Lecturers at the University of Manchester have voiced their outrage at 140 potential staff redundancies through a vote in favour industrial action later this month.

Members of University College and Union (UCU) held the vote on Wednesday the 4th of October. There was a turnout of 57.7 percent, and a total of 1049 votes were cast.

86.7 per cent of members who voted suggested they were “prepared to take industrial action consisting of a strike”, while 93.1 per cent were “prepared to take industrial action short of a strike.”

On the day of the vote, UCU members gathered in the Old Quadrangle off Oxford Road at 1.30pm to lobby the Board of Governors.

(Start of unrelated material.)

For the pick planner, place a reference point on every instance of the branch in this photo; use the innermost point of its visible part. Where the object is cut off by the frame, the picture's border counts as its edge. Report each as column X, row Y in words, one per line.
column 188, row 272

Strike action has been planned for Monday the 23rd of October and Tuesday the 24th of October, and staff will then begin working to rule from Thursday the 25th of October.

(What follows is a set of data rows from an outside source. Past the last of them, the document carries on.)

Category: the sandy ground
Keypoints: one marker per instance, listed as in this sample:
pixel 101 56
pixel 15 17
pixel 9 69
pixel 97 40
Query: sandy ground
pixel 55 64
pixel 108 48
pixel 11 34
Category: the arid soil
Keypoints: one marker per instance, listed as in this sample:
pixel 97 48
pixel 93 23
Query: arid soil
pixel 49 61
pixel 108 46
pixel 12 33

UCU regional official, Martyn Moss, said: “Today’s decisive ballot result reflects the strength of feeling amongst our members who have been incensed at every aspect of these proposals to slash jobs.

“The University of Manchester has been plunged into crisis because of a management strategy that bypassed the professionals who work in the affected areas. These redundancy proposals lack a convincing rationale and staff are not confident that the process will be fairly and consistently implemented.

“Striking is always a last resort and there is still the opportunity to avoid it. The University of Manchester must take compulsory redundancies off the table.”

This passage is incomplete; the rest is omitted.